Creating set lists. Whew! what a load of work. In a few days I’ll bust out a set of live music, but I wondered (to myself, but still loud enough to confuse the people sitting beside me on the train) how do I decide on song order?
This can’t be simple. That just won’t do. So let’s overthink it.
At first, I simply ranked the songs’ “goodness” but it was not enough to create order among the 14 tracks. So I added a few more categories: tempo, mood, dynamics, melody, lyrics, and playability—from those I derived the average score and the median score for each song. My initial plan was to use the average and/or median scores to determine which order I should play the songs in. But those metrics weren’t as descriptive as I’d hoped. So I decided to create weighted averages for the dynamics, tempo, and playability scores; my logic being that these three metrics somehow represented the three most memorable characteristics of a song.
So I have all these numbers, but what was I going to actually do with them? How was I suppose to arrange a list of numbers to translate into a cohesive and enjoyable set of live music?
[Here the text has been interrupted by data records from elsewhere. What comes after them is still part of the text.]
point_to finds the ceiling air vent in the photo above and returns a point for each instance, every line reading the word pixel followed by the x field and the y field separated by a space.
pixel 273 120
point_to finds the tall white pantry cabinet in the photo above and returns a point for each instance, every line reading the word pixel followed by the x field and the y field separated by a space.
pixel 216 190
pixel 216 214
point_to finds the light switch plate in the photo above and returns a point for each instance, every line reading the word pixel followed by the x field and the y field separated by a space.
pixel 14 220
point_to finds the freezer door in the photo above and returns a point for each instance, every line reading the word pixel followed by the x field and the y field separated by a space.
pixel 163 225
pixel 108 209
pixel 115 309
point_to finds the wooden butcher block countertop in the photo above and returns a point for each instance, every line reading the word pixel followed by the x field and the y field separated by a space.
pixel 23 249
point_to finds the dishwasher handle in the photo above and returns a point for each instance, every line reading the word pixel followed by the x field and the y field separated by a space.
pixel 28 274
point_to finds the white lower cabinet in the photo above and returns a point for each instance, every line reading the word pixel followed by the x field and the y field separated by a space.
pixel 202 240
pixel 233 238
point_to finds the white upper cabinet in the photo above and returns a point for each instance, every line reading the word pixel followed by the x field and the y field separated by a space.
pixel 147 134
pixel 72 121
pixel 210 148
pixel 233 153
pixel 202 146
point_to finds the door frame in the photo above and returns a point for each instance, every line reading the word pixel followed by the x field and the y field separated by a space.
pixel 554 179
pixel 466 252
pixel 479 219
I began by plotting the numbers with the songs in a pretty random order. The graph did not look like a road that I wanted to travel on. And that pretty much became my standard for a good set list: would I want to drive a car across the graph of its associated scores?
I finally decided to choose “tempo weighted” as the most crucial metric. I did this mainly because the variance in these scores was highest, i.e., there were higher peaks and lower valleys than in other categories.
Next, I needed to decide on how i wanted my “road” to actually look. I chose to start the set off mid-to-high tempo and sustain for a couple of songs. Then slow things down and then back up to mid-tempo, and then slow things down again. The set would end with a climb upward to the highest tempo song. Here is the result:
All in all, I think it’s close to arbitrary but it always feels nice to have some reason behind “big” decisions like this.